NIST-4357 (Ocean Sediment): the ^239+240Pu data representing means obtained by different international laboratories were used in the calculation process [17, 50, 61, 70, 73, 74, 85,86,87,88,89,90,91]. These Pu data fell within less than two standard deviations from the distribution mean (Fig. 2d). The Z-scores were also between − 2 and + 2, showing good consistency in the Pu dataset. The statistical value of ^239+240Pu activity was 9.96 ± 0.47 Bq kg⁻¹ (n = 13, the 95% confidence interval is 9.74–10.18 Bq kg⁻¹). This statistical value is highly consistent with the certified values from IAEA (9.2–13.3 Bq kg⁻¹), indicating these measured values are highly reliable. The median given as the statistical value is 9.90 Bq kg⁻¹. Meanwhile, the statistical value of ²³⁸Pu and ²⁴¹Pu activity was 1.93 ± 0.01 Bq kg⁻¹ (n = 2) and 45.0 ± 2.6 Bq kg⁻¹ (n = 4) (the 95% confidence level interval corresponds to be 1.92–1.94 Bq kg⁻¹ and 42.9–47.1 Bq kg⁻¹), respectively.

Using the above method, we also analyzed 18 other Pu-RMs, namely, IAEA-300, IAEA-306, IAEA-307, IAEA-315, IAEA-326, IAEA-327, IAEA-367, IAEA-375, IAEA-385, IAEA-410, IAEA-412, IAEA-447, IAEA-soil-6, NIST-1646a, NIST-2702, NIST-4350b, NIST-4353 and NIST-4354. The statistical values of ^238−241Pu activities are presented in Table 1, which were comparable to their certified values.

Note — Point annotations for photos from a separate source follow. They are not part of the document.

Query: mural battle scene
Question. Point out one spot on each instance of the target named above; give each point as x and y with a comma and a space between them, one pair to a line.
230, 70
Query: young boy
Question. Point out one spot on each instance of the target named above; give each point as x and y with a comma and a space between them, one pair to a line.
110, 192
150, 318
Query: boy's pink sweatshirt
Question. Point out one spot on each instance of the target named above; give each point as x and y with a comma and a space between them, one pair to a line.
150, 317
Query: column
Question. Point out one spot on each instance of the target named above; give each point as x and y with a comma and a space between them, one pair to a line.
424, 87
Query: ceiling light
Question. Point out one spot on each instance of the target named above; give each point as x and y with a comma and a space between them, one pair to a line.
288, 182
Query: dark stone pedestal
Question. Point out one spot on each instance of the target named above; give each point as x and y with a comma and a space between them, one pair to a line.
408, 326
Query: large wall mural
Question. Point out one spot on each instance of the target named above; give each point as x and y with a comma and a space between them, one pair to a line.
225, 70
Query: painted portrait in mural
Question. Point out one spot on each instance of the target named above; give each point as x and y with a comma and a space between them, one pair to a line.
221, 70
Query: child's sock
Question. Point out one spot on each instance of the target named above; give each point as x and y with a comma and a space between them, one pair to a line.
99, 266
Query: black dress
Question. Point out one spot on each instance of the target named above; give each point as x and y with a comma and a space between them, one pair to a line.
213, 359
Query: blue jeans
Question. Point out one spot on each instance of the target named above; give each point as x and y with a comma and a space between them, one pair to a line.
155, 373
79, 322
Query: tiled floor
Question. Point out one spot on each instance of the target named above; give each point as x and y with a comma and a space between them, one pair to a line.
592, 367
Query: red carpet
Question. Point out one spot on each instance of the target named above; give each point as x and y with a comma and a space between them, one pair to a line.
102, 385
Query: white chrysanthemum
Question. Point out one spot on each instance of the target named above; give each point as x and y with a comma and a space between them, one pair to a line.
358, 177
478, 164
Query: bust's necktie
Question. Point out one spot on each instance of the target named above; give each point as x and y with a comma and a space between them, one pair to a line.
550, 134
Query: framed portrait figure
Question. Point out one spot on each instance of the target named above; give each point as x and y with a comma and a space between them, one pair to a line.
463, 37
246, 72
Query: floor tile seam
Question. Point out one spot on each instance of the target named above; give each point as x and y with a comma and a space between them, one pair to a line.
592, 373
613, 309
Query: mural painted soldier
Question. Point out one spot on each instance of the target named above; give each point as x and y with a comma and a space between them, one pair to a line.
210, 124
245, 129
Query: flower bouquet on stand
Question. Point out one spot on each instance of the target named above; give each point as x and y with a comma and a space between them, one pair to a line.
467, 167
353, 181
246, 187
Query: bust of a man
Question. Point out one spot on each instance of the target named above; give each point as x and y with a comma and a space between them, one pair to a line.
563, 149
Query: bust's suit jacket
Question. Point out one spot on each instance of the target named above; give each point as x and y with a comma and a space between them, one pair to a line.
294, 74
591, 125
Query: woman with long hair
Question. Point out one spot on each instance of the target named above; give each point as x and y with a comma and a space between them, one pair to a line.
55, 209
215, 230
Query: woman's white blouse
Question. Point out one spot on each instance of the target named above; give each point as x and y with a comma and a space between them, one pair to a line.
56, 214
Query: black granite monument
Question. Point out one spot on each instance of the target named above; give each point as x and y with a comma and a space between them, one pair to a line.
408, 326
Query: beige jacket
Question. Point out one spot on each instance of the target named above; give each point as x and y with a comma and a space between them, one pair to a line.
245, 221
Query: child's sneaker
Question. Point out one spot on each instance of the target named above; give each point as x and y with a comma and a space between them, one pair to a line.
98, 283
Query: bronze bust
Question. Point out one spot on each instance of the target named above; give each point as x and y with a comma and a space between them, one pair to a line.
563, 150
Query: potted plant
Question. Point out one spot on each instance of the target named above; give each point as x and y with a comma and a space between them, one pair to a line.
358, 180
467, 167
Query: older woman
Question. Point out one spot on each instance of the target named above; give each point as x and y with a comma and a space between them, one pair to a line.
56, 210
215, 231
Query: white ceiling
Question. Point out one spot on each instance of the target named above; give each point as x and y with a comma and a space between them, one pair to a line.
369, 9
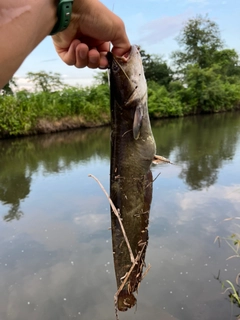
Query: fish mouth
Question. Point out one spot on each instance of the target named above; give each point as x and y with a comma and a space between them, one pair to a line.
124, 58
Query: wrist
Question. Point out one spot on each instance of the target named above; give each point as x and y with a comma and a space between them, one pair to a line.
64, 11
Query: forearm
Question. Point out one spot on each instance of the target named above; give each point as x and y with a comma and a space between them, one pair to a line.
23, 25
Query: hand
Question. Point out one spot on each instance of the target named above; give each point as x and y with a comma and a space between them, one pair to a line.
87, 39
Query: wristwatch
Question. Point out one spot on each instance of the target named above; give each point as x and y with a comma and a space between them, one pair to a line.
64, 11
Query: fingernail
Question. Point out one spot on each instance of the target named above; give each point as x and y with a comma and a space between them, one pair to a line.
83, 54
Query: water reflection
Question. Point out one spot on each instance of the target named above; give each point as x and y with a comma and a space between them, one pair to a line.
56, 261
200, 144
21, 158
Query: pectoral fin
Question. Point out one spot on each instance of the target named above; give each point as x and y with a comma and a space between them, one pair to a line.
137, 122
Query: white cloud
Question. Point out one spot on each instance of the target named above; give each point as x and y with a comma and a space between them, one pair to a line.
163, 28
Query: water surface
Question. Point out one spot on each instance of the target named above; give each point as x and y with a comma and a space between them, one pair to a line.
55, 243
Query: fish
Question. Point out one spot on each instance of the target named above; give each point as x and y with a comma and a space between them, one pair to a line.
132, 151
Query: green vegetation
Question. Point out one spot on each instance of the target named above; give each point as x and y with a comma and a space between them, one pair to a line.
234, 243
204, 78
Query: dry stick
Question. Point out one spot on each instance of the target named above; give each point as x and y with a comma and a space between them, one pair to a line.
115, 211
133, 260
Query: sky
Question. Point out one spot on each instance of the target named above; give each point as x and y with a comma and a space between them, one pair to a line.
152, 24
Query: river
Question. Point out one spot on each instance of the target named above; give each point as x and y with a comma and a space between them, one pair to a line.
55, 243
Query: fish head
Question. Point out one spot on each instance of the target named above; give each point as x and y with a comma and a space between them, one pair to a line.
127, 78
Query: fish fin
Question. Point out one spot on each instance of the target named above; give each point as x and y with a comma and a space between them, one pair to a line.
159, 159
137, 122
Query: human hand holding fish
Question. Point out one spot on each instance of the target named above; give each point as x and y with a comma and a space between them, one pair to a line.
87, 39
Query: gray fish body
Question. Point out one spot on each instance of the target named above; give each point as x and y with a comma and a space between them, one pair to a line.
132, 151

The Pu isotopic ratios of RMs are usually not certified by the approving agency such as the IAEA and NIST. However, these isotopic ratios of Pu are very important to trace Pu sources and calibrate measurement methods. Therefore, we further analyzed isotopic ratios of Pu-RMs and reported their statistical values.

Isotopic ratio of Pu

The evaluation results in order of ²⁴⁰Pu/²³⁹Pu atom ratio, the distribution of medians and corresponding standard deviation for four typical RMs (namely, IAEA-135, IAEA-368, IAEA-384 and NIST-4357) are presented in Fig. 3.

Fig. 3

Data evaluation for ²⁴⁰Pu/²³⁹Pu atom ratio in IAEA-135 (a), IAEA-368 (b), IAEA-384 (c) and NIST-4357 (d). The median (black solid line) and corresponding standard deviation (red dashed lines) are shown. The error bars correspond to the combined uncertainty reported in the literature. (Color figure online)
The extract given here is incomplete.